Non-fruit: floral and nut/peanut shell qualities.
Structure: tends to be fairly light-bodied with medium alcohol and medium-plus acidity.
Why it’s not:
Albariño: both grapes can be similar in weight and texture but Pinot Grigio is a more narrowly defined–almost neutral–grape/wine by comparison. PG also lacks the overt terpenic qualities of Albariño.
Grüner Veltliner: Pinot Grigio lacks the pepper/vegetal qualities of Grüner.
Loire Chenin Blanc: Pinot Grigio is generally a lighter-bodied wine compared to Loire Chenin. Classic Pinot Grigio will also not show botrytis character and will offer less in the non-fruit category.
Alsace Pinot Gris: Alto Adige Pinot Grigio is a scaled down version of its Alsace cousin but with higher acidity and no residual sugar.
Riesling: Pinot Grigio lacks any TDN qualities found in Riesling not to mention possible botrytis character. Riesling also lacks phenolic bitterness found in Pinot Gris/Grigio.

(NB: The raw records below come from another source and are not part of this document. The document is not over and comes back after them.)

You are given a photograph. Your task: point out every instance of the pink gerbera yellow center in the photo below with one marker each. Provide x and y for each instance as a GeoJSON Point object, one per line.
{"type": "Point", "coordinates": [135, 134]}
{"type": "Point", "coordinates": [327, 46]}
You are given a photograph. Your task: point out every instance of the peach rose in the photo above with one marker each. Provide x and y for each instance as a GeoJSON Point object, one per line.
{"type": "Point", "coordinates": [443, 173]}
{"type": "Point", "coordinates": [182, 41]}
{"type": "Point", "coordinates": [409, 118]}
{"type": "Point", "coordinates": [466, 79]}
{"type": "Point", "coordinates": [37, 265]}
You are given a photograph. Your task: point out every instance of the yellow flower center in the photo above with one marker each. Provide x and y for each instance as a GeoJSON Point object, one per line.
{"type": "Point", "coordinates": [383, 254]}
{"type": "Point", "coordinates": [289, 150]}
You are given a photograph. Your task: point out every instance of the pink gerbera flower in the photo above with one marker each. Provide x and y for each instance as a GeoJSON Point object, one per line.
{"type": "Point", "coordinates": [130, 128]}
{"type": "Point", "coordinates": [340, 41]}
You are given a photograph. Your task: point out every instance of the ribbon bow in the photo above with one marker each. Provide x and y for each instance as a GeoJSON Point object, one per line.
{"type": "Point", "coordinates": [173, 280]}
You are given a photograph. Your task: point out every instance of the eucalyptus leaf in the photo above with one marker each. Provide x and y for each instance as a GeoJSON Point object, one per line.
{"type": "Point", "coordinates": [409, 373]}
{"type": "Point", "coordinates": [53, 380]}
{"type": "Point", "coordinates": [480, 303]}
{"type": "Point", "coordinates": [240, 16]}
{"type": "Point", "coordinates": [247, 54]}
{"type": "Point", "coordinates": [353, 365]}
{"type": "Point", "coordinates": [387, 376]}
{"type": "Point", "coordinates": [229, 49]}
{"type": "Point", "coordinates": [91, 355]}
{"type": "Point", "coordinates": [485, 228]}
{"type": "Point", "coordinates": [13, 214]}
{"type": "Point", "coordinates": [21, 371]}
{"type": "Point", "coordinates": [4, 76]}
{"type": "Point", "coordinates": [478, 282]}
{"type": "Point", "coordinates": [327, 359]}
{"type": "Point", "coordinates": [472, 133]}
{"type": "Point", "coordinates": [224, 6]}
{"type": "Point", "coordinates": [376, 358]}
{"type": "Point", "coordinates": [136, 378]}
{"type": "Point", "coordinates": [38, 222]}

Prime factor: the presence of TDN, possible botrytis notes, and the wide range of fruit qualities are factors that help make Riesling unique and so versatile in the white wine world.

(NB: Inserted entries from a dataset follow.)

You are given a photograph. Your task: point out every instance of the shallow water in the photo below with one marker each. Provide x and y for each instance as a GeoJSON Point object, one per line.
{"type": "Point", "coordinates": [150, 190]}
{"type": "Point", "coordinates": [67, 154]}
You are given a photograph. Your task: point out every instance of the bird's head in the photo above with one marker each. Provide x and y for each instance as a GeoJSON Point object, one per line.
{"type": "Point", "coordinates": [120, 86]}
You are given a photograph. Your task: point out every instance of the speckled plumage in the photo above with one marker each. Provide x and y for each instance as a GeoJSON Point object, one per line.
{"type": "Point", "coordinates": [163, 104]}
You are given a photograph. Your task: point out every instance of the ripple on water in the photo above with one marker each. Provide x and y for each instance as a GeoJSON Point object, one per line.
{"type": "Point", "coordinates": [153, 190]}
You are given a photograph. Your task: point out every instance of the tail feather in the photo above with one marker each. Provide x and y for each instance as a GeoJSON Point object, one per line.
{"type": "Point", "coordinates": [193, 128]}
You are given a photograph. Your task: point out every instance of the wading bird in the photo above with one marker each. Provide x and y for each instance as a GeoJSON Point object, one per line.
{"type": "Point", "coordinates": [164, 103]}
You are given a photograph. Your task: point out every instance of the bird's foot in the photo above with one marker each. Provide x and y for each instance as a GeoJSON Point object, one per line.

Structure: higher levels of acidity.
Why it’s not:
Albariño: TDN, more complexity, and higher acidity set Riesling apart from Albariño.
Grüner Veltliner: it’s all about the rotundone pepper/vegetal in Grüner vs. the TDN of Riesling.
Loire Chenin Blanc: although both can show botrytis notes, the chalky minerality and lack of TDN set Chenin apart from Riesling.
Alsace Pinot Gris: both can again show botrytis character but Riesling will display TDN, have higher acidity, and lack phenolic bitterness.
Northern Italian Pinot Grigio: TDN, more complexity, and the lack of any phenolic bitterness will set Riesling apart from Pinot Grigio.